Beauty joined to energy -from “Museum Piece” by Richard Wilbur
At 85, winner of two Pulitzer prizes among many other recognitions, Richard Wilbur is still going strong in his rustic retreat in Cummington, Massachusetts. The last time he read here in Santa Barbara, we took a beach walk, and he learned with awe and a guffaw that you can use mayonnaise to treat a case of beach tar.
Wilbur is a devoted gardener, as meticulous in that art as he is with the use of words. I wrote for him, on that Santa Barbara visit, four lines in celebration of the way he approaches even the least exalted of activities with a religious passion:
A lifetime deploying the high in the low,
with loam-caulked hands amid vines he harvests
his okra, slicing the pods for frying
sidewise, so, that their star-shapes show.
I interviewed Wilbur again recently, because he’s about to join the rare company of living authors whose life’s work is enshrined in the Library of America.
I see you, along with Frost, as a great formal experimenter. Does that characterization hit the mark for you? I’m honored by the comparison, and I hope it’s true. Much of the poetry which considers itself “experimental” is characterized by leaving something out: meter, rhyme, stanza, clarity, eloquence, breadth of reference, memorability. It is really much more dangerous and experimental to see if one can still play the whole instrument, as Frost did.
As a translator, you’re particularly known for your versions of Molire, but now I hear you’re focused on Corneille. In New England, it’s good to have winter projects, which are the equivalent to quilt-making. Harcourt will bring out this spring last winter’s rendering of Corneille’s The Theatre of Illusion, and now I’m on the fifth act of his Le Menteur (The Teacher), which is exhilarating and morally precarious.
You’ve done children’s verse and wordplay books like Opposites and Differences. How do these amusements fit in with your other writing? However grown-up and straight-faced a poem may be, if it’s any good it has something in common with successful children’s verse: economy, surprise, aliveness of language, and above all, sure timing and control of tone. Actually, my “opposites” poems are continuous with my more serious work in their play with what I call the happy breakage of mental patterns. They appeal to the child’s secret knowledge that the world is not tidy.
“Breaking of mental patterns” makes me think of one of my favorites Wilbur poems, “Mind.” Is it a central poem for you? Yes, central to all my experience of poetry. (Reading):
Mind in its purest play is like some bat
That beats about in caverns all alone,
Contriving by a kind of senseless wit
Not to conclude against a wall of stone.
It has no need to falter or explore;
Darkly it knows what obstacles are there,
And so may weave and flitter, dip and soar
In perfect courses through the blackest air.

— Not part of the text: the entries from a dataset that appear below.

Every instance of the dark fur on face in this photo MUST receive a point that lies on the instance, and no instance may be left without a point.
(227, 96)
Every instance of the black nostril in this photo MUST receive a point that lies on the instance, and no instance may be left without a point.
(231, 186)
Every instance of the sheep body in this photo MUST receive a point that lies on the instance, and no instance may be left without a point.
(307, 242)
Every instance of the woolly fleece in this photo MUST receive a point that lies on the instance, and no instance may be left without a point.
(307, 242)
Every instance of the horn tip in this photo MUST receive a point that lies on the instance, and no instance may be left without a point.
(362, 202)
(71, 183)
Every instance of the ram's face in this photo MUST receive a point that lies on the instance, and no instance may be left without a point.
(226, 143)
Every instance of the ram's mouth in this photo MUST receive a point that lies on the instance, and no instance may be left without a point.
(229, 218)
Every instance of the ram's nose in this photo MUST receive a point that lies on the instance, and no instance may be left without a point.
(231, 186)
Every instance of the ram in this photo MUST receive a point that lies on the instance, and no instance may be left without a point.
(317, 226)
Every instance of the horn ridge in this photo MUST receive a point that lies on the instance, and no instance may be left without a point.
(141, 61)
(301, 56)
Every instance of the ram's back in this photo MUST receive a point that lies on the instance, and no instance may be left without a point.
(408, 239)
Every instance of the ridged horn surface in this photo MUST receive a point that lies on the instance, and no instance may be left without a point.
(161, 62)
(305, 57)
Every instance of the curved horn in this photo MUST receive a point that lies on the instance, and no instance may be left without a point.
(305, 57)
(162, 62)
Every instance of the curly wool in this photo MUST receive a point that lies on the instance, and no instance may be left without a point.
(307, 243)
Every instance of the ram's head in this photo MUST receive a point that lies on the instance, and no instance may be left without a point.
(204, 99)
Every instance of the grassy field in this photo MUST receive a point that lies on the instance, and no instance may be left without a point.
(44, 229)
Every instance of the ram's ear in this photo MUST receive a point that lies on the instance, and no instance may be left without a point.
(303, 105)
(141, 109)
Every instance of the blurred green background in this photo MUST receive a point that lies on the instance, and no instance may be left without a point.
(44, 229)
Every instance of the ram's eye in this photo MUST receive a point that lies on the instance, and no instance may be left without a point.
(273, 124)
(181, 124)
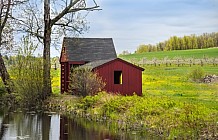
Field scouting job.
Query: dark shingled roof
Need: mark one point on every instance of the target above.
(89, 49)
(96, 63)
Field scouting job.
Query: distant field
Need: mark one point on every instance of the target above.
(197, 53)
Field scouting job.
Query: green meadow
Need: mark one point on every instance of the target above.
(196, 53)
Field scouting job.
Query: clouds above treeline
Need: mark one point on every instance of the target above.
(134, 22)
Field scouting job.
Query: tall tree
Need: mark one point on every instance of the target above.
(58, 19)
(5, 8)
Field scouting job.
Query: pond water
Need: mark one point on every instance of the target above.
(46, 126)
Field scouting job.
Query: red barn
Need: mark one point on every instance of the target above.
(99, 54)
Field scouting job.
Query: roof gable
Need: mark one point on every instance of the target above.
(88, 49)
(100, 63)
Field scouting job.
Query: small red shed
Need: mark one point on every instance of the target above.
(99, 54)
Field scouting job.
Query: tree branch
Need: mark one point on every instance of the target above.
(69, 10)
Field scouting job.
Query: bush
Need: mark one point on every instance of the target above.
(27, 74)
(197, 74)
(85, 82)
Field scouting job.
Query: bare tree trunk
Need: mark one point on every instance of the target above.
(5, 76)
(46, 53)
(3, 70)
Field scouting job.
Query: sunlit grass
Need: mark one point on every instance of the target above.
(175, 83)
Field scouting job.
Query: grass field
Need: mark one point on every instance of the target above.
(174, 82)
(197, 53)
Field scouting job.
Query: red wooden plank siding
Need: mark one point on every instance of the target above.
(131, 78)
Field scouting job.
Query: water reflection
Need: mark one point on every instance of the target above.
(31, 126)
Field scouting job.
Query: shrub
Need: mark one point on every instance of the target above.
(27, 74)
(85, 82)
(197, 74)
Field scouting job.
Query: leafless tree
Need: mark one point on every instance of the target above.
(6, 37)
(60, 18)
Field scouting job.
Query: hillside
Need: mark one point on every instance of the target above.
(196, 53)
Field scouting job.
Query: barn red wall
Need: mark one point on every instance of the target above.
(131, 82)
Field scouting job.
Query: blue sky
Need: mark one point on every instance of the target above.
(134, 22)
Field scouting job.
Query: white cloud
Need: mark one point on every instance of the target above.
(131, 23)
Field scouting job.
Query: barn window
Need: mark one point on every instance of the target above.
(117, 77)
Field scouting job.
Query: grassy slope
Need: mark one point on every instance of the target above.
(173, 82)
(197, 53)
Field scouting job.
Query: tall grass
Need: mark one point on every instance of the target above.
(196, 53)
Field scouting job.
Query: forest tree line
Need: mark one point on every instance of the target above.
(206, 40)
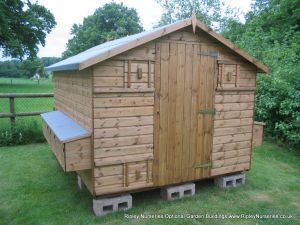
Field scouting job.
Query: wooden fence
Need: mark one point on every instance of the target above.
(12, 114)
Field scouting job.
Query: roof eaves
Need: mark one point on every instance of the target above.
(260, 66)
(135, 43)
(74, 66)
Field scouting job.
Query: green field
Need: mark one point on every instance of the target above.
(35, 190)
(28, 129)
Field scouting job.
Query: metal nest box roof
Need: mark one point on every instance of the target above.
(109, 49)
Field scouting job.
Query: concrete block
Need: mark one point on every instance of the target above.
(228, 181)
(105, 206)
(176, 192)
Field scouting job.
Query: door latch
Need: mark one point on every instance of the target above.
(203, 165)
(208, 111)
(210, 54)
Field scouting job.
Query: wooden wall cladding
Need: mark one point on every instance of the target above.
(123, 122)
(72, 156)
(233, 74)
(73, 95)
(232, 137)
(258, 133)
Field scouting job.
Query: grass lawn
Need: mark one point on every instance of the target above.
(35, 190)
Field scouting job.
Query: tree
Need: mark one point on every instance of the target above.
(209, 12)
(10, 68)
(23, 26)
(109, 22)
(272, 34)
(31, 66)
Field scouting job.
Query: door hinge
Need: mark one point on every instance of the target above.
(208, 111)
(211, 54)
(203, 165)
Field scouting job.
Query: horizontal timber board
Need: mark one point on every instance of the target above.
(231, 146)
(108, 71)
(118, 179)
(231, 161)
(122, 151)
(233, 122)
(123, 159)
(234, 98)
(123, 141)
(123, 101)
(232, 138)
(232, 130)
(118, 95)
(108, 82)
(111, 190)
(122, 90)
(233, 114)
(123, 131)
(230, 154)
(123, 112)
(123, 122)
(234, 106)
(111, 170)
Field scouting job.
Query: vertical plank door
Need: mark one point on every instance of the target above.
(184, 102)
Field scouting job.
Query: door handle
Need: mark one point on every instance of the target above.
(203, 165)
(207, 111)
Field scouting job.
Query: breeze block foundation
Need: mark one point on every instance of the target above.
(176, 192)
(105, 206)
(233, 180)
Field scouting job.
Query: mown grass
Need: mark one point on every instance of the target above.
(34, 190)
(28, 129)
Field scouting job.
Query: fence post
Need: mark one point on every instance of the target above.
(12, 111)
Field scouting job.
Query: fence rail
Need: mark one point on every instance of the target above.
(12, 114)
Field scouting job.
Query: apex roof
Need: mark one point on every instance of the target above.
(109, 49)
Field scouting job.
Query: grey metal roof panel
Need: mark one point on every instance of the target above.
(73, 62)
(64, 127)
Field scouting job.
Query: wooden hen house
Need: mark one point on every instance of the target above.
(158, 108)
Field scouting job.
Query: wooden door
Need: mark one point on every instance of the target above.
(184, 99)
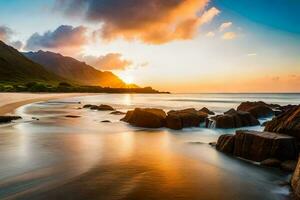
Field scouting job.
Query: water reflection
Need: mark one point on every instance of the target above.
(55, 156)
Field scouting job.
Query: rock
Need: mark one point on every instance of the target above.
(104, 107)
(72, 116)
(235, 119)
(117, 113)
(257, 109)
(207, 111)
(295, 181)
(286, 123)
(8, 119)
(213, 144)
(259, 146)
(289, 165)
(265, 123)
(225, 143)
(271, 162)
(88, 106)
(185, 118)
(147, 118)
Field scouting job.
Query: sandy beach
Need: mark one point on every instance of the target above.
(10, 101)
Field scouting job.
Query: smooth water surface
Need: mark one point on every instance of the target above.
(81, 158)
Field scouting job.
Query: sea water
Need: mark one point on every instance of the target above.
(56, 157)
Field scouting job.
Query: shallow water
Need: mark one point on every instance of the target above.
(81, 158)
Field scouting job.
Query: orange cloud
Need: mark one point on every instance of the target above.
(225, 25)
(151, 21)
(229, 36)
(111, 61)
(65, 39)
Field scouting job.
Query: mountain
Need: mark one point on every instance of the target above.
(75, 70)
(15, 67)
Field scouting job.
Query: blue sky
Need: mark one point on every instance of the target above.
(260, 44)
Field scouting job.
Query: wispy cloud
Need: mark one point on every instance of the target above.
(224, 26)
(6, 34)
(111, 61)
(229, 36)
(210, 34)
(64, 38)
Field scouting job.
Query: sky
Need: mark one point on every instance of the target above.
(172, 45)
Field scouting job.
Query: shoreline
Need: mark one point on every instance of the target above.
(9, 101)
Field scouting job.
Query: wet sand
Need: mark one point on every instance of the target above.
(10, 101)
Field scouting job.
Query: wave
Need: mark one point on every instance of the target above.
(206, 100)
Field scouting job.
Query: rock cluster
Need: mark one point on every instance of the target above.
(8, 119)
(257, 109)
(286, 123)
(259, 146)
(234, 119)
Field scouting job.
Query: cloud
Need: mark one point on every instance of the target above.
(224, 26)
(5, 33)
(111, 61)
(229, 36)
(65, 38)
(210, 34)
(151, 21)
(17, 44)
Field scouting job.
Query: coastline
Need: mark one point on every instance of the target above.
(11, 101)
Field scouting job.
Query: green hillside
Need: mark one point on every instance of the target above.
(15, 68)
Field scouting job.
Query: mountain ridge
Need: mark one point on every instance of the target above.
(75, 70)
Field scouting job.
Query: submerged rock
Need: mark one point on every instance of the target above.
(102, 107)
(207, 111)
(259, 146)
(289, 165)
(147, 118)
(271, 162)
(235, 119)
(179, 119)
(226, 143)
(257, 109)
(72, 116)
(8, 119)
(117, 113)
(295, 181)
(286, 123)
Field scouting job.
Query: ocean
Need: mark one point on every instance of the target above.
(56, 157)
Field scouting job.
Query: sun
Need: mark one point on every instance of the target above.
(128, 79)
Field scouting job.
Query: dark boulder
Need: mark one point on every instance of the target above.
(295, 181)
(185, 118)
(147, 118)
(259, 146)
(207, 111)
(225, 143)
(8, 119)
(104, 107)
(257, 109)
(289, 165)
(271, 162)
(286, 123)
(117, 113)
(235, 119)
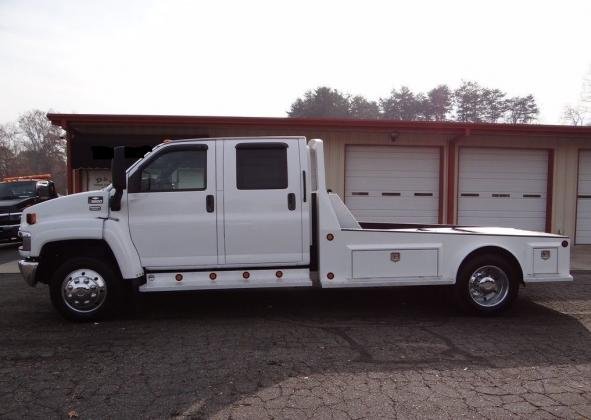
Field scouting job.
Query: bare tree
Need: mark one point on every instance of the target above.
(440, 103)
(573, 115)
(8, 152)
(359, 107)
(522, 109)
(402, 104)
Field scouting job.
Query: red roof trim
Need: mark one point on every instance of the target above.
(65, 120)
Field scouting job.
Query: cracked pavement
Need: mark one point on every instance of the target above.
(343, 354)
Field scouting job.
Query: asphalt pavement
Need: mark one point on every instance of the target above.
(381, 353)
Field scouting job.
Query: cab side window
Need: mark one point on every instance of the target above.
(261, 166)
(181, 170)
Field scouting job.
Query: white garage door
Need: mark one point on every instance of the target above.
(392, 184)
(584, 199)
(503, 187)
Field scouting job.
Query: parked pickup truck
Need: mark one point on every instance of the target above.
(235, 213)
(18, 193)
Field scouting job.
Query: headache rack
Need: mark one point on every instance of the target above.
(39, 177)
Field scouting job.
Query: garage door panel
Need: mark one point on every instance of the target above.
(397, 203)
(503, 187)
(524, 186)
(386, 184)
(392, 183)
(583, 233)
(507, 204)
(517, 167)
(386, 166)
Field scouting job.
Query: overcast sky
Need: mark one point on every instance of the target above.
(254, 58)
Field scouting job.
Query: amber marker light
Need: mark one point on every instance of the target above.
(31, 218)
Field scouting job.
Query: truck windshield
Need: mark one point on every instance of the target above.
(14, 190)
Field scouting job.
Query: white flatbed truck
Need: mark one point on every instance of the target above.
(233, 213)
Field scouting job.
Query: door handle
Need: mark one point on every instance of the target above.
(291, 201)
(209, 204)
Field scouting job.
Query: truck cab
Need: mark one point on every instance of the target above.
(233, 213)
(18, 193)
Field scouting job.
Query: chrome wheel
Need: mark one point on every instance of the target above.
(84, 290)
(488, 286)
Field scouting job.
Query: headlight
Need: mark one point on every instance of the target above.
(26, 237)
(15, 217)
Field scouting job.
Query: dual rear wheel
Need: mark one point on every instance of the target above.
(487, 284)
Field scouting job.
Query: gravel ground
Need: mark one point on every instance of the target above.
(390, 353)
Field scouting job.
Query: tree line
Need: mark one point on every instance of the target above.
(470, 102)
(32, 145)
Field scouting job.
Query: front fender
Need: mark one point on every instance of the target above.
(54, 230)
(116, 234)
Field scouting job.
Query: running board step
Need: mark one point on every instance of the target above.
(206, 280)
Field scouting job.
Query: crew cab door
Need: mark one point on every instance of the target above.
(262, 202)
(172, 208)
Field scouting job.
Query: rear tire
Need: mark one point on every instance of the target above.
(486, 285)
(85, 289)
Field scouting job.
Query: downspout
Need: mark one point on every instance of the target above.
(452, 182)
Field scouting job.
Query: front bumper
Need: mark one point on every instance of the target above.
(9, 233)
(28, 269)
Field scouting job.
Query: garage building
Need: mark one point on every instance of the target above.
(534, 177)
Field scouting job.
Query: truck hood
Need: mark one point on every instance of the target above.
(90, 204)
(14, 205)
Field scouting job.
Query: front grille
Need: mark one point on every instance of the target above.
(5, 220)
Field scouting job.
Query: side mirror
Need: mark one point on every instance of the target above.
(43, 192)
(118, 176)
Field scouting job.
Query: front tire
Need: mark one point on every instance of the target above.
(85, 289)
(486, 285)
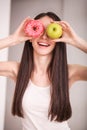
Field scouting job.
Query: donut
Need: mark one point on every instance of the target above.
(34, 28)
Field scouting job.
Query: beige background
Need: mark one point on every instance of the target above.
(73, 11)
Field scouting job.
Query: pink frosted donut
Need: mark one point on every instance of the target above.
(34, 28)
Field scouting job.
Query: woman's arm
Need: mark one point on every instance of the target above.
(69, 36)
(9, 69)
(19, 36)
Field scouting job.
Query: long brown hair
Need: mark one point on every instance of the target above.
(60, 108)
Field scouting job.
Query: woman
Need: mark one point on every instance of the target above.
(43, 77)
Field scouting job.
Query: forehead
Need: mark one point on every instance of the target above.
(46, 20)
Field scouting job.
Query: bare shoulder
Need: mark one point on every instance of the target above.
(9, 69)
(77, 72)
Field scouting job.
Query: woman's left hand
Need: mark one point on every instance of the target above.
(69, 35)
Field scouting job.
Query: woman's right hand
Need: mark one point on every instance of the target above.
(19, 34)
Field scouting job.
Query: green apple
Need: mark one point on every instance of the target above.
(54, 30)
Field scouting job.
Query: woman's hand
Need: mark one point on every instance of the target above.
(68, 33)
(69, 36)
(19, 34)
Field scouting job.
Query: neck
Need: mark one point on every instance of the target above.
(41, 63)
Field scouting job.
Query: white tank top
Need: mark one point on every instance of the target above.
(35, 105)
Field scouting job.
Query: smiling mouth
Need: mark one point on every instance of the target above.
(43, 44)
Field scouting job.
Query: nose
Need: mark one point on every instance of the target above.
(44, 36)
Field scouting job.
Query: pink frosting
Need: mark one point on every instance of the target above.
(34, 28)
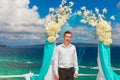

And has this simile a like perfection?
The mind is like a bat. Precisely. Save
That in the very happiest intellection
A graceful error may correct the cave.
Any words of advice for a young poet first starting out? Let that aspiring poet not be a comfortable, unambitious captive of the contemporary, but instead read English-language poetry all the way back to Beowulf, memorize some of what delights, and conceive of poetry as a conversation between the poets of all times.
I couldn’t imagine a more satisfying final word for a final column than this from a master practitioner, as I pass the Poetry Matters column on to the talented hands of Perie Longo, my successor as Santa Barbara’s poet laureate.